‘Average’ guy Jess Pope continues NFR bareback charge
When it comes to the spotlight of the National Finals Rodeo, bareback rider Jess Pope has mostly been an average competitor.
Which, over 10 days in Las Vegas, is one of the keys to success for any cowboy.
Average is a term used to describe a competitor’s aggregate score. Point totals are added and divided by the number of rounds, with the quotient being the average score. Or average, for short.
The average pays a bonus at the end of multiday rodeos such as the National Finals, where each average winner over the 10 rounds will receive a check for $74,150 from the record $10.9 million competitor purse. The big chunk of change often decides who receives the world championship belt buckles.
Pope won the average in his rookie NFR in 2020 and placed third in the world standings. He won the average again last year and finished second.
After riding Stace Smith Pro Rodeo’s Mr. Harry for 86.5 points and first-place money in Saturday’s third round at the Thomas & Mack Center — an effort that must have impressed actors Harrison Ford and Helen Mirren, who were spotted in the sellout crowd — Pope was leading the average as well as the world standings.
He added a few thousand to his leads by finishing in four-way tie for fourth place in Sunday’s fourth round.
“That’s my game plan, but I can’t control any of that other stuff,” he said of the progression from third to second to first in season earnings during his first three NFR outs. “I rodeo hard all year. I show up here and do my job.”
In addition to being one of rodeo’s fastest rising stars, the 24-year-old cowboy from the Kansas foothills also is becoming an engaging interview.
“Look out of the windshield instead of the rearview mirror,” he says of not dwelling on past accomplishments.
His hometown of Waverly, Kansas (pop. 574) is so small that “we play six-man football, we don’t play 11- or eight-man.

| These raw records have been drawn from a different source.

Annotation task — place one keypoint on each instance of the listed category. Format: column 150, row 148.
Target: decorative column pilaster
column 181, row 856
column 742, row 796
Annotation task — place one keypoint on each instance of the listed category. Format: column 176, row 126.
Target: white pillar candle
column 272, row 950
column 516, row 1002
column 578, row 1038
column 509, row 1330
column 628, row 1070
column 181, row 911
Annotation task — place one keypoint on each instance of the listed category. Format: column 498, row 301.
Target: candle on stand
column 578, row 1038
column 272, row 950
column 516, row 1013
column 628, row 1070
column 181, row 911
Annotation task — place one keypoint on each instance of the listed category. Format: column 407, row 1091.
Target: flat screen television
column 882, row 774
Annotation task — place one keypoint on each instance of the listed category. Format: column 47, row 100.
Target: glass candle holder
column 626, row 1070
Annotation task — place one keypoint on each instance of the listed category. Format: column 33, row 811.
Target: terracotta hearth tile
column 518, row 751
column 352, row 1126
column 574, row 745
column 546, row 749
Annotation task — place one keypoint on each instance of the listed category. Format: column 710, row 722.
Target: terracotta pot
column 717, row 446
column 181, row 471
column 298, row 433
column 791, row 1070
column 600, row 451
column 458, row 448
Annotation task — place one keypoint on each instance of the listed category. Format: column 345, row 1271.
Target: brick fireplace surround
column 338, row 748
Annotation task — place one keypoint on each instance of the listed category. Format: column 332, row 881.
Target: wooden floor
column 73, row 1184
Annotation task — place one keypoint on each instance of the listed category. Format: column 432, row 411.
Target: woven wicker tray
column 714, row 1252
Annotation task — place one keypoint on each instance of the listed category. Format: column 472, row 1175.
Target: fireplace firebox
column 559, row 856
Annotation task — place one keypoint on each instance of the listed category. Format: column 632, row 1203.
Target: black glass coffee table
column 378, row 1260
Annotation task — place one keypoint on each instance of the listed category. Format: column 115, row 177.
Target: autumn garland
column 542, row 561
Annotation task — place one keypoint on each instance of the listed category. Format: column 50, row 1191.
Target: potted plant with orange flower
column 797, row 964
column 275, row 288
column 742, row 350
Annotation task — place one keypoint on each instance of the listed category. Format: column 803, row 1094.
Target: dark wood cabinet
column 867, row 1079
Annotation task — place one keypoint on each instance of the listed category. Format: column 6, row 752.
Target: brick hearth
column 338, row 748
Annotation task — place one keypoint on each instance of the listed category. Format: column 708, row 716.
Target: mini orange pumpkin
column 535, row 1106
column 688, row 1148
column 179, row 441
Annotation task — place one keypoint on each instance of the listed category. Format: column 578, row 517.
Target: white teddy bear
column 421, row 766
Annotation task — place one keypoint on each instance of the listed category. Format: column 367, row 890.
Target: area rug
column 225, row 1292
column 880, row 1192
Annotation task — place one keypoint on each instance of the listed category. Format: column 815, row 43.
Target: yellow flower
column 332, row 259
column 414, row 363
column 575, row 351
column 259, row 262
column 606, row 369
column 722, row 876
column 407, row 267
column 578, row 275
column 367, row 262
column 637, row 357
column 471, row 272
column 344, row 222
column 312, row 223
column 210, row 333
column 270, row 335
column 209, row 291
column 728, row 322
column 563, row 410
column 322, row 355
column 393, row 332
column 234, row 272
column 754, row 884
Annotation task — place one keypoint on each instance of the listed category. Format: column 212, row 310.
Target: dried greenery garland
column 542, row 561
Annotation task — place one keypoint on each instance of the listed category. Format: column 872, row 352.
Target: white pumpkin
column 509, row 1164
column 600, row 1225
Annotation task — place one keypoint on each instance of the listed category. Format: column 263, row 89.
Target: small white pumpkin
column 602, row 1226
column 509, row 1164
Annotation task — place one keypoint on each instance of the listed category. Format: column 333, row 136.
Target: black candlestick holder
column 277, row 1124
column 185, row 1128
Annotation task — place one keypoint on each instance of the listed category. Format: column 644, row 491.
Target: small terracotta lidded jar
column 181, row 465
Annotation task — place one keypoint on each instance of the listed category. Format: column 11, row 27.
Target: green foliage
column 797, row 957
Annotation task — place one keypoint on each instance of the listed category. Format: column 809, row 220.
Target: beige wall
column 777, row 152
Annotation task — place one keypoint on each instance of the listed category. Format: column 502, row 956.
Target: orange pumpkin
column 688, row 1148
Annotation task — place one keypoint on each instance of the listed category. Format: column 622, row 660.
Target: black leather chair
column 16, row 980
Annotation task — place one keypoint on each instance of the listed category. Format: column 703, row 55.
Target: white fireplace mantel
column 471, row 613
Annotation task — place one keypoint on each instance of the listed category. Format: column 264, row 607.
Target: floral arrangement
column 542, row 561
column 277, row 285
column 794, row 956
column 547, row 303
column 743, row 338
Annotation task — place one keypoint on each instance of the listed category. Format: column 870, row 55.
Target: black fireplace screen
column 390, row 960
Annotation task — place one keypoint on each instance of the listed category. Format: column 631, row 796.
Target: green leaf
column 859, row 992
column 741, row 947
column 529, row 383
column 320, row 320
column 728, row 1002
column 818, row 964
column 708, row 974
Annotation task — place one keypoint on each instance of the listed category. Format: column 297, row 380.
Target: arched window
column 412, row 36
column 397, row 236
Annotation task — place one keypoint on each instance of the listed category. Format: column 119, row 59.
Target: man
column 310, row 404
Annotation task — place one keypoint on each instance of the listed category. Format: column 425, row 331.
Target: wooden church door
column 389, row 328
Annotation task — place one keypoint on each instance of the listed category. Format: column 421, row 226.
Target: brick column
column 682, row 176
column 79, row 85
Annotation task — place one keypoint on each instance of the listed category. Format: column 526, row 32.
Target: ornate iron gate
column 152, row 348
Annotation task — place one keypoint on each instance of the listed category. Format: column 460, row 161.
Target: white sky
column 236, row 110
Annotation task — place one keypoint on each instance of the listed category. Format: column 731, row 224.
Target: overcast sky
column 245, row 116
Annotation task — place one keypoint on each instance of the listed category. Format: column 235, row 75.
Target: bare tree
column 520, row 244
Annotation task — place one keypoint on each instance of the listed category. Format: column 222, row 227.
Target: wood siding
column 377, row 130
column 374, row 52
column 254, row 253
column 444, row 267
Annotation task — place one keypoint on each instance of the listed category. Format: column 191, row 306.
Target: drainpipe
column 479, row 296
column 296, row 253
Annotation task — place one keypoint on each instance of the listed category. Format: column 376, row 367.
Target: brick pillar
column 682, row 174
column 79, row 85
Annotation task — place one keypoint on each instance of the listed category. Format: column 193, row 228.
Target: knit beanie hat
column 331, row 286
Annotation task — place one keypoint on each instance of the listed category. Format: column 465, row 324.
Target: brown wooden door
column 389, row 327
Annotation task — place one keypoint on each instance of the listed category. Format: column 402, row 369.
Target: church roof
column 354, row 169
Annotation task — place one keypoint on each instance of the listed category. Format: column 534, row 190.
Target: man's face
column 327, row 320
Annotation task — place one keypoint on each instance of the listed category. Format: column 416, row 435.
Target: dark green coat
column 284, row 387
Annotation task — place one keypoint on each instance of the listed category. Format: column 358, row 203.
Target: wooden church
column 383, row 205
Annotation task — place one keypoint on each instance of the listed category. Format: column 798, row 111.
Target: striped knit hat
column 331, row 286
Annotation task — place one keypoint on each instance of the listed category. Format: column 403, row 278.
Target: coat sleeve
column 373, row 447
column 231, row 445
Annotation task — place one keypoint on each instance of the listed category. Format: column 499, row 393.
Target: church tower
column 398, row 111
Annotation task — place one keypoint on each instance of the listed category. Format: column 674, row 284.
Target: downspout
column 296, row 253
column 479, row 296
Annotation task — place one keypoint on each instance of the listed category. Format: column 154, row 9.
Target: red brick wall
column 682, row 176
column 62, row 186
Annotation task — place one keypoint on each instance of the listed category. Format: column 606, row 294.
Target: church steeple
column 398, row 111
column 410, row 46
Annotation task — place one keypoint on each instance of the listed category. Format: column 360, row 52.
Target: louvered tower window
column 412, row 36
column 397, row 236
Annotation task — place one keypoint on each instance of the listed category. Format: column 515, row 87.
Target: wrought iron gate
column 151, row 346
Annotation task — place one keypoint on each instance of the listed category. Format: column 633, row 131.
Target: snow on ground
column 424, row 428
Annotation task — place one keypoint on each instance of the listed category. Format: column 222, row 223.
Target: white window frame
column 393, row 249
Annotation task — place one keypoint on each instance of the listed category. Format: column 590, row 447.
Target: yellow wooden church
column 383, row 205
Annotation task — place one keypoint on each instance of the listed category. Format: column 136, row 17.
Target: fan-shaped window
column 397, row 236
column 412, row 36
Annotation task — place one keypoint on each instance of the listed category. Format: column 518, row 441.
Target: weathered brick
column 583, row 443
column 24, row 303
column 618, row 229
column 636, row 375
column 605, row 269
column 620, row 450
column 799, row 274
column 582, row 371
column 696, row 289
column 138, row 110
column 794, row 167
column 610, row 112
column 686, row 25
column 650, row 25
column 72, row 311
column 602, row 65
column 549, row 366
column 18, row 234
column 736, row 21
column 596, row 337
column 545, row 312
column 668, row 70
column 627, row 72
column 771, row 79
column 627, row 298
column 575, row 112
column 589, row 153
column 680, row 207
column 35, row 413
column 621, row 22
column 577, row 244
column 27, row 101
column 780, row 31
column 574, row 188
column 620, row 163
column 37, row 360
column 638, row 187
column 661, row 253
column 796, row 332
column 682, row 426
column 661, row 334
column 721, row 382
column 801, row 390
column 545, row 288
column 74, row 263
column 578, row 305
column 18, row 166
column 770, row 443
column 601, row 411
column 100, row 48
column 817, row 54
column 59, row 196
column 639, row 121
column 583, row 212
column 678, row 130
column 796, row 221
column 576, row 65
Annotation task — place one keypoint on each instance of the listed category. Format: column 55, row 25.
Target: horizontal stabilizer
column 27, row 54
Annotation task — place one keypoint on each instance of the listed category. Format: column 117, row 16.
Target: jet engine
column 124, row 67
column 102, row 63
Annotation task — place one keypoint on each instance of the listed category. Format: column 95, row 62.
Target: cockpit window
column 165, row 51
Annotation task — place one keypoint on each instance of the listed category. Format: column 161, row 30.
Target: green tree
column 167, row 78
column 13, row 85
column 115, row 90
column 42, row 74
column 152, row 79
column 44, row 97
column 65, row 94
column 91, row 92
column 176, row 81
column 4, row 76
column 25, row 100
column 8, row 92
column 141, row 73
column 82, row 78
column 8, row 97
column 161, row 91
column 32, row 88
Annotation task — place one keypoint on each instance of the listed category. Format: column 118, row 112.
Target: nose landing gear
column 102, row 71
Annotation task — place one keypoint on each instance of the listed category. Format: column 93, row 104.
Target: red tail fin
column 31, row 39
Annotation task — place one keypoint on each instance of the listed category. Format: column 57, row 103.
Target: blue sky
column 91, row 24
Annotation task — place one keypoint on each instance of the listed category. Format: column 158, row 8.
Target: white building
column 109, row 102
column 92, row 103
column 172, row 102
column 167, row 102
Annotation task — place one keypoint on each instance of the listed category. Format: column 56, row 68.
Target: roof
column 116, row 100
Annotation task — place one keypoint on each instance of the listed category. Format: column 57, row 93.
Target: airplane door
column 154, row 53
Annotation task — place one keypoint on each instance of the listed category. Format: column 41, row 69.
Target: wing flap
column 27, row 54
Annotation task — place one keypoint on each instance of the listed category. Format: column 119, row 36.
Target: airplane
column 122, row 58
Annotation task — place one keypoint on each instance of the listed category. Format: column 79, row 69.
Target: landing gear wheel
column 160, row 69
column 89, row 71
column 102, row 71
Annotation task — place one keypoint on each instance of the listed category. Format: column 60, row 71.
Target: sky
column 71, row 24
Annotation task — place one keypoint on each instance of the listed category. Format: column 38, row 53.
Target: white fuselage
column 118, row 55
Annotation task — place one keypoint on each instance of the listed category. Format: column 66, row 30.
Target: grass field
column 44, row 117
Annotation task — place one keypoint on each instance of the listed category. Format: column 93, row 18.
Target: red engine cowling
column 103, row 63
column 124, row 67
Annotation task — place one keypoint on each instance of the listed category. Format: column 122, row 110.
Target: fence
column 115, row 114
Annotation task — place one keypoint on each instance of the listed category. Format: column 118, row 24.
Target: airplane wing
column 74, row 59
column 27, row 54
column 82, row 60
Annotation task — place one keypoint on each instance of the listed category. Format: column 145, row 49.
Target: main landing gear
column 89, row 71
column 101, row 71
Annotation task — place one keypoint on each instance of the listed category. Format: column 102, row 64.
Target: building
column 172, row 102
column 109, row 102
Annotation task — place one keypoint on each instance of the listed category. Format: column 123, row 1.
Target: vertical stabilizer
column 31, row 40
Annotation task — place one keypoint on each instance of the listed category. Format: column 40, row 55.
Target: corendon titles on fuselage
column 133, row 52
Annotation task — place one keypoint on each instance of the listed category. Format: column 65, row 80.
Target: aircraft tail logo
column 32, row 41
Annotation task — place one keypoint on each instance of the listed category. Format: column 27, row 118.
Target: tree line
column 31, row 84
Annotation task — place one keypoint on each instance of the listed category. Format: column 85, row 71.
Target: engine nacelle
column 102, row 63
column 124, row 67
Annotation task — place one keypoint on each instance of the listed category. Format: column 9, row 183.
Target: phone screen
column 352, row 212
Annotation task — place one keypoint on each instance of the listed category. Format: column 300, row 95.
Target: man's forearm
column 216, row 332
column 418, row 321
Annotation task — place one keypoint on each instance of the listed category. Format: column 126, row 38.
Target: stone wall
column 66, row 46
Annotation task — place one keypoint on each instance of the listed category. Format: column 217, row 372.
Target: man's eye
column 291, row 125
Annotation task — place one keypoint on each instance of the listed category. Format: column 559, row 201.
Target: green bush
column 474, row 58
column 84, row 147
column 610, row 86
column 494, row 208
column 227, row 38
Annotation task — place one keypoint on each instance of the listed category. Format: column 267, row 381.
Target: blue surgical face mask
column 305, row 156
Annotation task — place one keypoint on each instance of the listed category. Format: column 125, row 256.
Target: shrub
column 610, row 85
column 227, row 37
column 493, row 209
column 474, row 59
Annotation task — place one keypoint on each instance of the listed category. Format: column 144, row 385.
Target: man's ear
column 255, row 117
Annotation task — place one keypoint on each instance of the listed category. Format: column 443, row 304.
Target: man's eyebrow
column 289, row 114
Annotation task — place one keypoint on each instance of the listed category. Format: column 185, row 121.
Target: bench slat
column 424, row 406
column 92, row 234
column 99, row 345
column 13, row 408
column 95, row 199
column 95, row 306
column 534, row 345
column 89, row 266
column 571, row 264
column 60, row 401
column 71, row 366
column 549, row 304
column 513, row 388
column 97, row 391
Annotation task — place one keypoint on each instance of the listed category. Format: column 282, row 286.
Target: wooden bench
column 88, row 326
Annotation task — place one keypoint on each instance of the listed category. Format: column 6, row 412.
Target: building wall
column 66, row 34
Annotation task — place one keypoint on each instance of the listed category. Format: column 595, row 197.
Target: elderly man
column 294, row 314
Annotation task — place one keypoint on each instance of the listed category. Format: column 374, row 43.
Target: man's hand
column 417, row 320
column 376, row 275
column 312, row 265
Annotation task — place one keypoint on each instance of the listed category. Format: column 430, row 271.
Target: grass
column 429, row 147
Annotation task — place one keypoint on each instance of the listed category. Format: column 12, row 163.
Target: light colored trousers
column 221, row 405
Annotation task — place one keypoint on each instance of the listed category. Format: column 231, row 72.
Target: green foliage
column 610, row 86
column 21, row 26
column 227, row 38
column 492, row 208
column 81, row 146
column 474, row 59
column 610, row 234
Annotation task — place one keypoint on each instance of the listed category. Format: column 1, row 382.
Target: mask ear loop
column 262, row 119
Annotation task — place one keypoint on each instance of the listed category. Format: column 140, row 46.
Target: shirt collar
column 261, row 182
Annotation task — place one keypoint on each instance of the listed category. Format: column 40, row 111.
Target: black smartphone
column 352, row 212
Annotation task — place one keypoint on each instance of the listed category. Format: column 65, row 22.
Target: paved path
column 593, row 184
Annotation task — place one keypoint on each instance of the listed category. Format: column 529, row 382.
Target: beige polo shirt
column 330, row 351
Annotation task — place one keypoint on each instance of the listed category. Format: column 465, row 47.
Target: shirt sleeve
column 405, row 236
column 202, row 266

We have a gas station, a co-op (farmers market) and a bank.”
After crediting former coaches and current travel partners Tim O’Connell and Cole Franks, Pope said to be a successful bareback rider at the NFR level, “it takes a village, not just a tribe.”
But before saying any of that, he thanked a local Jimmy John’s sandwich shop.
“Tim and I always go to Jimmy John’s,” he said of his most enduring superstition in a sport known for them. “I get the No. 8 — Philly club, jalapeno chips and lemonade. That’s my routine every time with a bucker or an eliminator (bronc). Today, at lunch, I was definitely at Jimmy John’s.”
He smiles, he waves, and “whatever comes to mind, I kind of spit out of my mouth. Sometimes it kicks me in the butt.”
But it’s not all spins and grins for the cowboy who rides with his jeans tucked into his boots and his emotions on his sleeve.
Asked if there was somebody in his village or tribe who was a major influence in his arrival to pro rodeo’s biggest stage, he did not hesitate.
“When I was a kid, George Steinberger. He’s gone now. But when I was 6 years old, and I was getting on a bucking machine, he was always beating it into my head: ‘You’re going to make it to the NFR, you’re going to go do great things,’” Pope said of the Kansas rodeo pioneer who died in 2017.
George Steinberger was laid to rest in Wamego, Kansas, a year before Jess Pope won his first significant rodeo, the Permit of the Year Challenge at the South Point Equestrian Center in Las Vegas.
“I wish I could give him a hug again,” he said, holding back tears.